Treasury, Histadrut agree parents who stayed home from work with children during escalation of rockets will receive full wages.

Children take shelter from rockets in a sewage pipe 390 (R) (photo credit: REUTERS/Baz Ratner)
Children take shelter from rockets in a sewage pipe 390 (R)
(photo credit: REUTERS/Baz Ratner)
Working parents forced to stay at home during this week’s rocket attacks on the South will receive their wages in full, the Treasury and the Histadrut labor federation agreed on Wednesday.
Finance Minister Yuval Steinitz ordered that public sector workers not have vacation days deducted for staying home this week. He instructed his staff to find a similar solution for workers in the private sector, based on data that private employers are expected to provide the Treasury in the coming days.
Histadrut chairman Ofer Eini, Treasury wages director Ilan Levin, and representatives from chambers of commerce, the Tax Authority, the Federation of Israeli Economic Organizations, the Manufacturers Association and the Union of Local Authorities met on Wednesday morning.
They agreed to formulate a plan to ensure that working parents of children under age 14 would not have vacation days deducted if classes were canceled for security reasons in the future. They also agreed to discuss compensation for business owners affected by the violence.
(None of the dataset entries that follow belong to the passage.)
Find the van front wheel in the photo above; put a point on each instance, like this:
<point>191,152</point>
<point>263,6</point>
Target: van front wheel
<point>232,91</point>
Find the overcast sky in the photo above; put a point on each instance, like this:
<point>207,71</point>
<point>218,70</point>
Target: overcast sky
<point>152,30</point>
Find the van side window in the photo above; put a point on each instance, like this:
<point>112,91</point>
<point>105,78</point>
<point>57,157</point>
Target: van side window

School resumed in the South on Wednesday after rocket attacks from Gaza kept students at home the previous three days.
But the Beersheba municipality announced that most schools would be closed Thursday after two rockets exploded in the city Wednesday.
The Home Front Command made the decision to send children back to school as an informal cease-fire between Israel and Gaza factions led to relative calm.
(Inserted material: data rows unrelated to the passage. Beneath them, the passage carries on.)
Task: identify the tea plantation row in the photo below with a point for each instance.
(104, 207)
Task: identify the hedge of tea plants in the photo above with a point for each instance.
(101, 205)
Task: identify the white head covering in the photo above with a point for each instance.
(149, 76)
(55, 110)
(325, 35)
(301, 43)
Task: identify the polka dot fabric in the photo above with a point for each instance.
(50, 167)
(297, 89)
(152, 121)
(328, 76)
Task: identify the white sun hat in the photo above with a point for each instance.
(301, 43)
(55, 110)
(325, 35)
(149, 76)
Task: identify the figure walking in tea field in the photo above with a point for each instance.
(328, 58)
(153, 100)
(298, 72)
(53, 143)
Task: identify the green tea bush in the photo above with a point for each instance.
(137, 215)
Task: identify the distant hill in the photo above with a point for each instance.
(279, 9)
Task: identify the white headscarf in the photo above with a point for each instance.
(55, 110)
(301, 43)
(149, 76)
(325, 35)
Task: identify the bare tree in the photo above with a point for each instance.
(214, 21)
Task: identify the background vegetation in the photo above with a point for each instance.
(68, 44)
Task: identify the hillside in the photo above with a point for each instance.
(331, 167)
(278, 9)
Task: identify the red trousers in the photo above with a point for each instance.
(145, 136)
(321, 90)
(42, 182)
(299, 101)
According to the Histadrut, the various representatives reached an understanding that one parent of each child instructed to stay at home would be entitled to compensation.
It said the parent who stayed at home would need to declare to his employer that his partner had not also applied for compensation. The parent will receive the wage in full, and the Tax Authority will reimburse the employer.
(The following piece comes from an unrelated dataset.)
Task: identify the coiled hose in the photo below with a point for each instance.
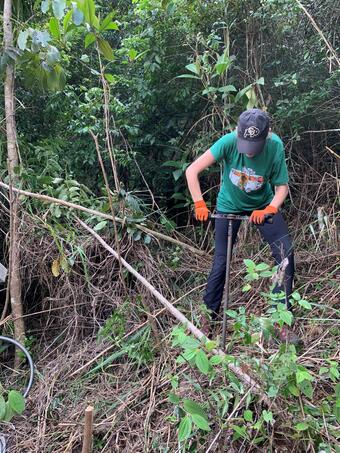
(30, 381)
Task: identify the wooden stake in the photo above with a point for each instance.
(88, 430)
(244, 377)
Eini expressed satisfaction with the result of the meeting, saying, “I hope that in the coming days a joint collective agreement will be signed among the Histadrut, private employers and the Treasury so that the workers – who in any case are affected by the rockets – do not also suffer damage to their livelihoods.”
Meanwhile, acting Tax Authority director Doron Arbeli and Steinitz agreed on Wednesday to give residents of the rocket-affected areas until March 25 to make value-added tax and early income tax payments.
The deadline for everyone else is March 15.
Jerusalem Post staff contributed to this report.